Exhibit of art examining communications, censorship opens Friday
“Slippage: 6 Fault Lines,” featuring recent work by interdisciplinary artist Migiwa Orimo of Yellow Springs, Ohio, will be the first exhibit of the 2020-21 academic year at Ripon College.
The exhibit will run from Sept. 4 through Oct. 9 in Caestecker Gallery in C.J. Rodman Center for the Arts. The physical exhibit on the campus is not open to the public, but a virtual exhibit with notes by the artist can be viewed at ripon.edu/Orimo at the conclusion of the artist’s talk Friday evening.
A Zoom webinar for the opening reception and an artist’s talk will begin at 7 p.m. Friday and can be accessed here.
Orimo works primarily in installation consisting of text, drawing, objects, video and sound that explore gap, slippage and “a realm of disjunction.” Using the concept of storage/archive as her framework, Orimo explores the relationship between public memory and private space by examining how memories are shared and internalized; how they are stored and become stories; and, how memories and history collide.
“In whatever form ‘slippage’ takes —physical, political or cultural — we become sensors and experience the slippage as shifted sense of equilibrium,” Orimo says. “Then, in trying to regain balance, we notice, remember, observe, measure, witness, suspect and probe. Some look at nature with inquisitive eyes; some pay attention to a subtle shift in use of language; some become activists; some bring themselves together as a community of learners.”
She adds, “Being an immigrant and having to navigate my daily life in a space of between-ness, this gap space is also a vantage point from which I view and probe what surrounds us.
For the group of works featured in this exhibit, Orimo researched government documents, institutional reports, historical narratives and personal communications. “They are available for public consumption, yet, at the same time, these communications are about what is absent, hidden and redacted,” she says. “I have re-presented these communications deploying various material strategies in order to reveal what lies between ‘shown and hidden.’ Together, this collection of my recent works examines the nuances of communications and censorship.”

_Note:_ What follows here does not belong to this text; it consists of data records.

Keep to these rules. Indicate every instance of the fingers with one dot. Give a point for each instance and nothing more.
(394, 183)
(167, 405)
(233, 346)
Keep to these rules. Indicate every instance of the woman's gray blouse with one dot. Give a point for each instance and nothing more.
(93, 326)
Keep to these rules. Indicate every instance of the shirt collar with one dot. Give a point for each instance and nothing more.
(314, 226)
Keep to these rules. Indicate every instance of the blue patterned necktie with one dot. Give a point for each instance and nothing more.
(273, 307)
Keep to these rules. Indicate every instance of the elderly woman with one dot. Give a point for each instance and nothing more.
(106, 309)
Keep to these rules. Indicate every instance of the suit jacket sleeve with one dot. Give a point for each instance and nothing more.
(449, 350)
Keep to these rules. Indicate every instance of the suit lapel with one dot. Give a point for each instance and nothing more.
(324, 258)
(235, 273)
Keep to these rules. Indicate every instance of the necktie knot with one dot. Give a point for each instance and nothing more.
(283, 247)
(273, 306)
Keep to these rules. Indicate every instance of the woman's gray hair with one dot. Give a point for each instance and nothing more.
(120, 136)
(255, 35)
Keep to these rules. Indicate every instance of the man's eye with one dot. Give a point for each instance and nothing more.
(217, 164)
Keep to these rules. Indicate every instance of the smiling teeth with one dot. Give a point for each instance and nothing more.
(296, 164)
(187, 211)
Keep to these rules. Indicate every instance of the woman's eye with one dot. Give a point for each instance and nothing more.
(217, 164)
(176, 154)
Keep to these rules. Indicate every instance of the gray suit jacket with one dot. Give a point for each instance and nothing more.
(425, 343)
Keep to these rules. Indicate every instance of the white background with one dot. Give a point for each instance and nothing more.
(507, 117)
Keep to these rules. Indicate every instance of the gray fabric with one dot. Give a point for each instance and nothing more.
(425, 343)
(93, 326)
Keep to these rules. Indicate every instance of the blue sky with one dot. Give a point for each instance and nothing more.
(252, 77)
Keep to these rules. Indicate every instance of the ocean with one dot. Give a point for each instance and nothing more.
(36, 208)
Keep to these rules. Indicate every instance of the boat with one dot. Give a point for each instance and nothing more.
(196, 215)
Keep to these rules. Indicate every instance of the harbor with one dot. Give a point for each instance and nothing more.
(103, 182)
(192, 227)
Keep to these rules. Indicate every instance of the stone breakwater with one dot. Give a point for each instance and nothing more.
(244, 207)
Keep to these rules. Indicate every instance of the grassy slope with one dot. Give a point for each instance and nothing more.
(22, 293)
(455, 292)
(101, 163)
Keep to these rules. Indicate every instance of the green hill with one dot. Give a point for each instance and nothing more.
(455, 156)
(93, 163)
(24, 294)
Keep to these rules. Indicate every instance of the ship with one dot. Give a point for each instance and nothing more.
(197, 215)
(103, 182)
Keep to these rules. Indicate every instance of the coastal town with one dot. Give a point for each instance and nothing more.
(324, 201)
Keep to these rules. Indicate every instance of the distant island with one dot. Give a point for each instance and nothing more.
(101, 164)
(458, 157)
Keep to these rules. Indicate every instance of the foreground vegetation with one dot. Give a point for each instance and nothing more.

Orimo was born and raised in Tokyo, Japan. After receiving her degree in literature and studying graphic design in Japan, she immigrated to the United States in the 1980s. She has received the Ohio Arts Council Individual Artists Fellowship/Individual Creativity Excellence Award four times, was awarded residencies at the Headlands Art Center and SPACES Gallery’s SPACES World Artist Project, and has exhibited extensively, including at the National Museum of Women in the Arts, Washington, D.C.; San Bernardino Art Museum, California, Apexart, New York City, and numerous venues in Ohio.